俺は痛む頭を抱えていた。目の前には人の気もしらず、うまそうにナポリタンを頬張る男。いい大人なんだから一回で口に入れる量を考えろよ。
片や俺はコーヒーのみ。食欲なんかすっかり失せてしまった。

大学前でこれ以上目立ちたくなくて、行きつけの喫茶店まで男を引っ張ってきた。ちょっと狭いけど、コーヒーは本格的だしランチは安くてうまいし、マスターは変に構ってこない人で、居心地がいい店。そんな密かな"お気に入り"に、初めて連れてきたのが見知らぬ、それも自分を犬と言い張る男だなんて。

「はー。うまかった!」
「…犬は間違っても喋らないし、そんなもの食わないと思うけど」
「ん、今はちゃんと人間だぞ。ずーっとお願いしてたらな、"生き神様"が俺を人間にしてくれたんだ」
「……」

ああ、わかった。変質者でもストーカーでもない。…単に、頭がちょっとアレなんだ。

「…そういう話はあまり好きじゃないんだ。用がそれだけなら、俺は帰る」

もう、俺のことを知っていた訳もどうでもいいと思った。伝票を抜いて立ち上がろうとして、ぱしっと腕を捕まえられる。俺を見上げてくる、くりんとした、やけに澄んだ瞳。

「…夏野は、信じてくれないのか?」

はっと息を飲んだ。その透明な瞳に、幼い日の自分の姿が映った気がしたから。

確かに男が言う通り、俺は捨てられた子犬を拾って、しばらくの間育てたことがある。もうずっと昔の話だ。そして、そいつに俺がつけた名前も……

馬鹿なことをと頭を振る。まだ俺の腕を掴んだままの手を振り払った。

「そんなの、信じろって方が無茶だ。冗談の類ならもっとうまく言えよ…」
「うーん。確かに、信じてくれる人間は稀だって、神様も言ってたけどなぁ…」
「……帰るよ。あんたはゆっくりしてけばいい」
「待って」

さっさと帰ってしまえばいいのに、じっと見上げてくる瞳から、どうしてか目を離せない。

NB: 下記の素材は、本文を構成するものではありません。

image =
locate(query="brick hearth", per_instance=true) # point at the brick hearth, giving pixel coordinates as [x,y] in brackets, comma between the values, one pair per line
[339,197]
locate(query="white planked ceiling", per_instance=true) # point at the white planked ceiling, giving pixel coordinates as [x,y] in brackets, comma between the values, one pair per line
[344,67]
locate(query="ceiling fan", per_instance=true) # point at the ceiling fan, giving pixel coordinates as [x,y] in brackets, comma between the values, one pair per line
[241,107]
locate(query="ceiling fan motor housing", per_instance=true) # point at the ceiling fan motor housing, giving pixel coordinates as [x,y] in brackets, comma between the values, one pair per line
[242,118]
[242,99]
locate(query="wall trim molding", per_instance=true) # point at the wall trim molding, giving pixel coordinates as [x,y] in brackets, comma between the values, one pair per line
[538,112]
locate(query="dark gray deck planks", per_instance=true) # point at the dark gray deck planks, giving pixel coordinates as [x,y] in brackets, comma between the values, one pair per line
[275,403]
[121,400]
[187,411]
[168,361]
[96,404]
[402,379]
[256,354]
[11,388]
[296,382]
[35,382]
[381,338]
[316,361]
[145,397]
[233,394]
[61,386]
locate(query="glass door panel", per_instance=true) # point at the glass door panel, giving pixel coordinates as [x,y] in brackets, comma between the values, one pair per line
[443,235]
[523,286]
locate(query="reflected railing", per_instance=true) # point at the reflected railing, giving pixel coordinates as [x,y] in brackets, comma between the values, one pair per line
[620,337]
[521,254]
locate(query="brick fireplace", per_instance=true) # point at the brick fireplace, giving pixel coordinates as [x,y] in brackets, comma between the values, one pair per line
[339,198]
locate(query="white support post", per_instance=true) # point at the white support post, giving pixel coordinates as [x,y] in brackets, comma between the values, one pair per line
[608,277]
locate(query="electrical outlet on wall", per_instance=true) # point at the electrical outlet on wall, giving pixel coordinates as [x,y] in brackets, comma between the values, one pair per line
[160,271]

「俺、どうしても夏野に会いたくて、匂いだけを頼りにずっと探してたんだ。人間にして貰ってから、長いこと。やっと見つけたのに、もう会えないのか?」
「……」

真顔で危ないことを言う奴だと思う。絶対にふつうじゃないとも。
けど、怖いとか気味が悪いとか、そういうふうには思えないのは何故なんだろう…。


「……ウチ、来る?」

ため息まじりに聞き返してしまったのは、どこか寂しそうに濡れたその蜂蜜いろの瞳が、やっぱり俺の拾った"トール"に似ていたからかもしれない。


「いいのか!?夏野!」

また立ち上がって抱き着いて来ようとしたから、慌てて腕をつっぱって阻止した。
いちいちこんな風に、犬みたいな真似までしなくていい。